Pero había conseguido lo que se había propuesto, por lo que se sentía orgullosa. Se concentró en respirar, se desabrochó la blusa y volvió a pensar en la ducha y en la enorme cama que la esperaba.

 

 

No tenía la culpa de haberse olvidado del bolso. Él la había sacado del despacho casi a empujones, pero, de todos modos, la maldijo al recoger el bolso y recorrer la casa con él bajo el brazo.

«Es una vista preciosa». Recordó el tono admirativo de ella al doblar la esquina y volver a contemplar la vista. Tenía razón, reconoció de mala gana: era preciosa, asombrosa de hecho, pero llevaba mucho tiempo sin contemplarla ni admirarla.

Llamó dos veces a la puerta de la habitación y esperó. Oyó la voz de ella y supuso que lo estaba invitando a entrar, así que empujó la puerta con la intención de dejar el bolso en la mesa de centro, pero dio dos pasos y se detuvo.

La señorita Lawson se estaba desnudando. Se había quitado la falda y la blusa, pero no la camisola de seda, el tanga de encaje ni los zapatos de tacón.

Salvador no era un hombre que se sorprendiera fácilmente, pero en aquel momento perdió el dominio de sí mismo. Se quedó mirándole las curvas que la ropa había ocultado, la blancura de la piel, los delicados senos y pezones que la brisa marina había endurecido al abrir ella las ventanas. Esa misma brisa le pegaba la camisola al cuerpo mostrando la redondez de sus caderas. Tenía las piernas largas y perfectamente torneadas.

Ella ahogó un grito y él le miró el rostro, los labios carnosos y entreabiertos, las mejillas sonrosadas y los brillantes ojos. Brotaron chispas en su interior y notó una tormenta en los oídos y el cerebro que le impidió pensar.

–Señor da Rocha –dijo ella con voz ahogada.

–Se ha… –«dejado el bolso», dijo para sí, incapaz de articular las palabras. Ella se volvió un poco para darle la espalda, por lo que pudo contemplarle la curva de las nalgas. Se tragó un maldición, ya que nunca había visto unas tan perfectas. Los dedos le cosquillearon por la necesidad de tocárselas, de introducirlos en el tanga y bajárselo para dejarla desnuda. Se imaginó la calidez y suavidad de la piel y lanzó un gemido visceral que demostraba lo perdido que estaba.

Llevaba mucho tiempo sin ver desnuda a una mujer e intimar con ella. Y ahora contemplaba a su secretaria medio desnuda como si fuera un colegial excitado. La sangre le corría por las venas como un tsunami.

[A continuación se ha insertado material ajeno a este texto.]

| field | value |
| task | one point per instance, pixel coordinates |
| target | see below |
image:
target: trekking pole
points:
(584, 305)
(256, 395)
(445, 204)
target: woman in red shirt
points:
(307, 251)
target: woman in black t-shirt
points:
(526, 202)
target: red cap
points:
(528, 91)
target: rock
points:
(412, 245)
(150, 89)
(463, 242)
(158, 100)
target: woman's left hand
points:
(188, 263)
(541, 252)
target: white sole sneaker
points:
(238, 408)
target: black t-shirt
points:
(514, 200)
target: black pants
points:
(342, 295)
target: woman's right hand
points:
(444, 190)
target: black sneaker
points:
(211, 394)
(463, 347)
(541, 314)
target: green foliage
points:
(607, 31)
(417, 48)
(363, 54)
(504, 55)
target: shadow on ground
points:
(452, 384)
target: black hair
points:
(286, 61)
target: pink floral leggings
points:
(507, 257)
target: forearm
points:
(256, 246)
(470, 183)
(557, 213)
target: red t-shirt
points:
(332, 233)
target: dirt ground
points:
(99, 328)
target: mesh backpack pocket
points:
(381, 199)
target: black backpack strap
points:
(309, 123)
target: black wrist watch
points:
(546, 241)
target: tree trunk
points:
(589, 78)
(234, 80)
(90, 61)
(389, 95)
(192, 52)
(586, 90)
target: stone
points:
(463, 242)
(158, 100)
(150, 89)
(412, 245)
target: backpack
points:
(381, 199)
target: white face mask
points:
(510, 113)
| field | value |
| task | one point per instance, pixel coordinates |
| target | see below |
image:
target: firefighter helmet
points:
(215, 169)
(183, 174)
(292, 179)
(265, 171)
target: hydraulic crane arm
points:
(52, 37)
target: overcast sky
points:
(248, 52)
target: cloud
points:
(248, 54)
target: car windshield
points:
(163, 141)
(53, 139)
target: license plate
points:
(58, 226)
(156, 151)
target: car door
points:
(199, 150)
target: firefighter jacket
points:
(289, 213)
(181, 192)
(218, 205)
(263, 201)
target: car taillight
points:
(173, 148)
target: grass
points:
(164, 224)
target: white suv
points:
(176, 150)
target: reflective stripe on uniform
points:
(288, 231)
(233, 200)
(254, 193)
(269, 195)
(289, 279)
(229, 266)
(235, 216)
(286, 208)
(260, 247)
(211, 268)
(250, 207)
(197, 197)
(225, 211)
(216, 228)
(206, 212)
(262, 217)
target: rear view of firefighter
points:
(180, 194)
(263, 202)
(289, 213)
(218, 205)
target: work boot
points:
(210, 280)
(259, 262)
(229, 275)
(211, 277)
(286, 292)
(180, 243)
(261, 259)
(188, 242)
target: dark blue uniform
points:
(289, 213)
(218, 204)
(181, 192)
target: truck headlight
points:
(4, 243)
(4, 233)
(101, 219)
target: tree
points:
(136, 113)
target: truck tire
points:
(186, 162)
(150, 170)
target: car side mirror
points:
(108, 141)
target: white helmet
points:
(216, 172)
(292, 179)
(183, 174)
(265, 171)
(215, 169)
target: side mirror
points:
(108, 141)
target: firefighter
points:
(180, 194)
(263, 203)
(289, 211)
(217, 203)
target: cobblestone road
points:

–¿Por qué me ha dicho que entre? –preguntó en tono airado.

–¡No lo he hecho! Oí que llamaban y…

–Y ha gritado algo…

–He chillado –respondió ella furiosa– porque estaba así –se señaló el cuerpo con las manos para recordarle que estaba semidesnuda. Como si necesitara que se lo recordaran–. Intentaba decirle que no entrase.

–Pero no lo dijo.

–No, estaba aturdida –desvió la vista y apretó los dientes.